Habertürk yazarı Fatih Altaylı, bugün kaleme aldığı köşe yazısında, "Söylediğimiz her şey, söylediğimiz tarihlerde birer birer gerçekleşiyor" diyerek iktidara tepkide bulundu.
Altaylı, "Barlar hariç her yer açıldı. Laf olsun diye konulduğu aşikar, ne olduğu belirsiz bir yüzde 50 kapasite şartı ile. Ne bir denetim, ne başka bir şey. Yolda maskesini indirmiş teyzelere ceza kesildi ama lebalep kongreler yapıldı" dedi.
Altaylı'nın yazısının ilgili bölümü şöyle:
"Söylediğimiz her şey, söylediğimiz tarihlerde birer birer gerçekleşiyor.
Corona salgınından bahsediyorum elbette.
Daha bulaşıcı olan İngiliz mutasyonunun geldiğini ve artık yerli olduğunu söyledik haftalar önce.
Bunu takip eden günlerde önlemler arttırılacağına, “Kontrollü normalleşme” adı altında önlemsizlik getirildi.
Barlar hariç her yer açıldı.
Laf olsun diye konulduğu aşikar, ne olduğu belirsiz bir yüzde 50 kapasite şartı ile.
Ne bir denetim, ne başka bir şey.
Yolda maskesini indirmiş teyzelere ceza kesildi ama lebalep kongreler yapıldı.
Biraz kafası çalışan herkes “Yani bari kırmızı illere bir seyahat yasağı getirin" dedi.
O da yapılmadı.
Bilimi bırakın, aklın önerdiği ne varsa hepsinden uzaklaşıldı.
“Böyle buyurdum” tarzı bir mücadeleye geçildi.
Sonunda, doktor olmasına gerek yok, biraz izanlı herkesin beklediği oldu.
Vakalar 30 bini hızla aştı, 35 bine doğru koşar adım gidiyor.
Hastanelerde yine yer kalmadı.
Yoğun bakımların full hale gelmesinin eli kulağında.

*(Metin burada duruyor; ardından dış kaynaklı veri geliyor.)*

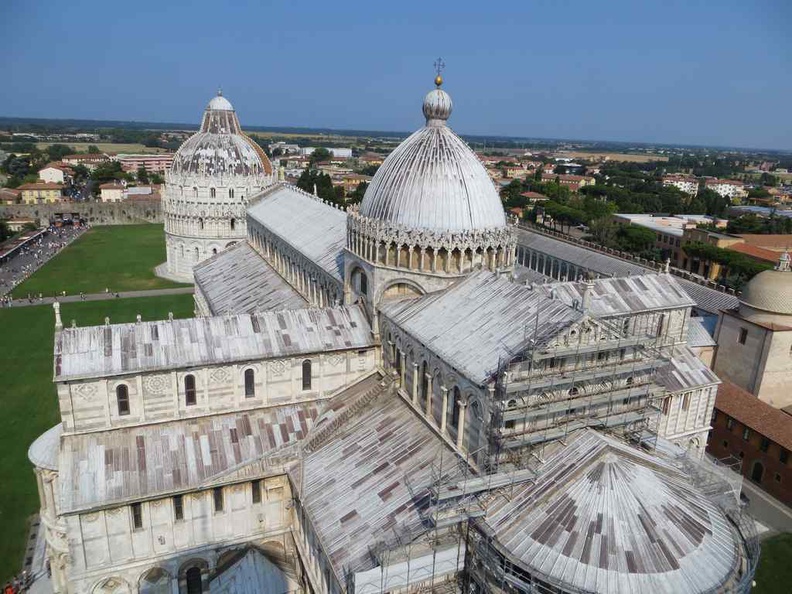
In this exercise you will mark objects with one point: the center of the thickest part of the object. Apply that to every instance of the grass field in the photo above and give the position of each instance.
(774, 575)
(118, 257)
(106, 147)
(28, 397)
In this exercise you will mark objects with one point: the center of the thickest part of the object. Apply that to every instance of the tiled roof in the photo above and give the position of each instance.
(319, 232)
(706, 299)
(371, 479)
(746, 408)
(685, 372)
(604, 517)
(238, 280)
(480, 322)
(755, 252)
(100, 351)
(109, 467)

Ölüm sayılarının da pek yakında katlanacağından emin olabilirsiniz.
Vefatlar, sayı artışlarını 15-20 gün geriden takip ediyor sadece.
Göz göre göre buraya geldik, başa döndük diyemeyeceğim beterine döndük.
En küçük bir sürpriz yok.
Çünkü bunun olacağı belliydi!
Akla, izana dönülmeyince, mecburen geç de olsa önlemlere geri dönüldü.
Cumartesi yeniden sokağa çıkma yasağı.
Tam turizm sezonu başlarken, Ramazan’da tam kapanmaya yakın bir kapanma.
Yazık bu millete vallahi yazık.
Bir restoranı, bir iş yerini açmak ciddi bir para.
Adama aç diyorsun, daha yaptığı masrafı çıkarmadan geri kapa diyorsun.
Sonra bir daha aç, bir daha kapa.
Bu kadar öngörüsüzlükle devlet mi yönetilir Allah aşkına.
Salgın gibi işleyişi bu kadar belli, bu kadar net olan bir olayda bile bu kadar öngörüsüz olunca diğer konularda Allah hepimizi korusun diyorum."